I’ve seen that many firms have made a strong commitment to developing their response to IFRS 17, treating it as a major project with formal governance and significant resource commitment. However, I am also hearing that many uncertainties remain as to the approach that should be taken, even on some key points of detail.  In our market, the progress of the EU endorsement process is a major factor and the recent letter from EFRAG to the IASB is indicative that uncertainties remain.

What kind of effects will IFRS 17 have on the market post-implementation?

As a prudential regulator – and IFRS 17 is not a prudential reporting standard – we are particularly interested in the effects the new standard will have on firms’ behaviour, their business strategies and risk profiles. We have no crystal ball and I therefore await these developments with keen interest!

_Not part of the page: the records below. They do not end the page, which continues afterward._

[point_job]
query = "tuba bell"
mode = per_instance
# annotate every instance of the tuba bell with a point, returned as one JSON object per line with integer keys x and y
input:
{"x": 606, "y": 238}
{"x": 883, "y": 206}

What do you think non life and life insurers should be focusing on?

Understanding the standard, what it means for their business and fostering active engagement from all affected parts of their business – finance and actuarial in particular. To pick one area to focus on, the transition to IFRS 17 and the choice of the methods available looks particularly challenging for both non-life and life insurers and it will effectively fix opening balances and influence future results.

How do you see the impact of IFRS 17 evolving over the next 6-12 months?

I am hoping to see evidence of more dialogue, greater clarity on the key points and progress towards a pragmatic approach within firms that manages the implementation risks and uncertainties presented by a major change programme.